Cruising at close to a-run-a-ball for the majority of his innings, Amla was especially effective in the arc between mid off and cover point, moving either forward or back and caressing the ball off the middle of the bat with a flash of his supple wrists. Quickly overtaking the more reticent Petersen, he reached his fifty in the 17th over and looked set for many more before he walked across his stumps to Franklin and missed a full one to be dismissed lbw against the run of play.

Petersen continued his patient accumulation unchanged after Amla’s dismissal, while Kallis gave a hint of things to come when he stepped out of his crease in the last over before the interval to loft Patel imperiously back over his head for four.

Kallis meted out particularly harsh treatment to the offspinner in the final session, slog-sweeping him for two monstrous sixes and reverse-sweeping with impunity as he marched towards a 57th Test fifty. On his way there, he became just the fourth player in history to pass 13,000 runs in Test cricket and a packed holiday Newlands crowd gave him a warm standing ovation.

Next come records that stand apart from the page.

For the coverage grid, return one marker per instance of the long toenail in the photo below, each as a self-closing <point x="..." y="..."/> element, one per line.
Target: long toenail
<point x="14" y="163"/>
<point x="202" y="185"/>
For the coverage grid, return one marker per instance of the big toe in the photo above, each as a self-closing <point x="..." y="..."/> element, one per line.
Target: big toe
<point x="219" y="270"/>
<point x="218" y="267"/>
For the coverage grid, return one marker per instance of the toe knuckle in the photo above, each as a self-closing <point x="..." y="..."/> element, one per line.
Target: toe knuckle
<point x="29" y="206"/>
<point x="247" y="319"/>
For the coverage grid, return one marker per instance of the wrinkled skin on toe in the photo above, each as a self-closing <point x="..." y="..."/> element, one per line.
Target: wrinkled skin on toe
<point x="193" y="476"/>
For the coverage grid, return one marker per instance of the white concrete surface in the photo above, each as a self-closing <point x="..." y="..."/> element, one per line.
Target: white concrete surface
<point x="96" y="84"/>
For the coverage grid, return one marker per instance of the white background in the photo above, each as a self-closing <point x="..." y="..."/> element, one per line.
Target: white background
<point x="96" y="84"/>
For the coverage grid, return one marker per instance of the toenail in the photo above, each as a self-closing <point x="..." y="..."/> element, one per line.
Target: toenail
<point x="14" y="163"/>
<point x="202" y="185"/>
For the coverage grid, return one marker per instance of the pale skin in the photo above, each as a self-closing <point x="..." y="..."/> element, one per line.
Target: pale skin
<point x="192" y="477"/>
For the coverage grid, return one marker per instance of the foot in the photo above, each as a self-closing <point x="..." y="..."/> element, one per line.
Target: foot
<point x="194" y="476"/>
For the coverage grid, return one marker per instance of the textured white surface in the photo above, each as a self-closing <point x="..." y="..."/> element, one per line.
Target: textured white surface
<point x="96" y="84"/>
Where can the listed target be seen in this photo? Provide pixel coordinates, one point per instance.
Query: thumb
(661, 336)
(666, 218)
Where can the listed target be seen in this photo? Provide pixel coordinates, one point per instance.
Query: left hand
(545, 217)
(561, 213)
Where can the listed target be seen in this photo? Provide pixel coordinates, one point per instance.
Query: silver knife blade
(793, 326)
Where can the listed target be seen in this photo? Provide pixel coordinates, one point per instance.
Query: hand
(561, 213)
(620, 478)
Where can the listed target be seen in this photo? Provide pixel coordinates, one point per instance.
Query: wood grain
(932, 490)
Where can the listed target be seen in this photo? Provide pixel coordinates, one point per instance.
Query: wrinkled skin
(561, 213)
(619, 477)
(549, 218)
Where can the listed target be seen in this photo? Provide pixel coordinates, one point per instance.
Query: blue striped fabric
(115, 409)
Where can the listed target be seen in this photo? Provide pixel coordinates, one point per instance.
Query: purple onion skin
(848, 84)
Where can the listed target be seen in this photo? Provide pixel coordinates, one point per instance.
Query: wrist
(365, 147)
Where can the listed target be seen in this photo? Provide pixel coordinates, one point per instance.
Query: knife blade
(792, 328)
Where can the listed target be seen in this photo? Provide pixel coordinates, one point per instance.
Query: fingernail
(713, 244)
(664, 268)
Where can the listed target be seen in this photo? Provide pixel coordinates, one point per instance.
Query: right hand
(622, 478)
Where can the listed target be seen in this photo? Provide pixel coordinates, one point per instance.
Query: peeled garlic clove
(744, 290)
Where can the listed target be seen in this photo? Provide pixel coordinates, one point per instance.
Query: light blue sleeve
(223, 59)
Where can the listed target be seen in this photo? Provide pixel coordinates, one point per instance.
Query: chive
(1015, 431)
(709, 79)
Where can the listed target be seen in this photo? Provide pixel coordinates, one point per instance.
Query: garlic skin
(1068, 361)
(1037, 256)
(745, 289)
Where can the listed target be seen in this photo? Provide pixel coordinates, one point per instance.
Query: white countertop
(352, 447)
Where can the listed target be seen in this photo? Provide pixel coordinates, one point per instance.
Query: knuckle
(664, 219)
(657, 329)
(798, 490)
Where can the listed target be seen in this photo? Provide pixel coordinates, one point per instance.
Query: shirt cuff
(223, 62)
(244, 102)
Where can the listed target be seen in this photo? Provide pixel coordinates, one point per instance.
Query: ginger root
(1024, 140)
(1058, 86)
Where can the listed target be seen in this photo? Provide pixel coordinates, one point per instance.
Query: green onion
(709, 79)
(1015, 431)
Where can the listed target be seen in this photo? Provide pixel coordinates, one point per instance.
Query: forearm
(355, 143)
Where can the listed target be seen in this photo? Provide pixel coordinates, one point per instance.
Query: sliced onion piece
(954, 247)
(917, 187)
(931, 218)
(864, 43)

With Kallis batting like a colossus a century appeared a virtual certainty, but his knock was ended at 60 when Trent Boult conjured up a wicket out of nowhere with one that took the outside edge of a driving bat and was easily pouched by BJ Watling behind the stumps.

All that was left was for Petersen, who hadn’t changed gears – and indeed, hadn’t needed to – all afternoon, to bring up a well-deserved century. He eventually reached the mark, after some hesitation, with five minutes left in the day’s play. His ton capped an almost perfect day in the field for South Africa, their success in this Test now a virtual certainty.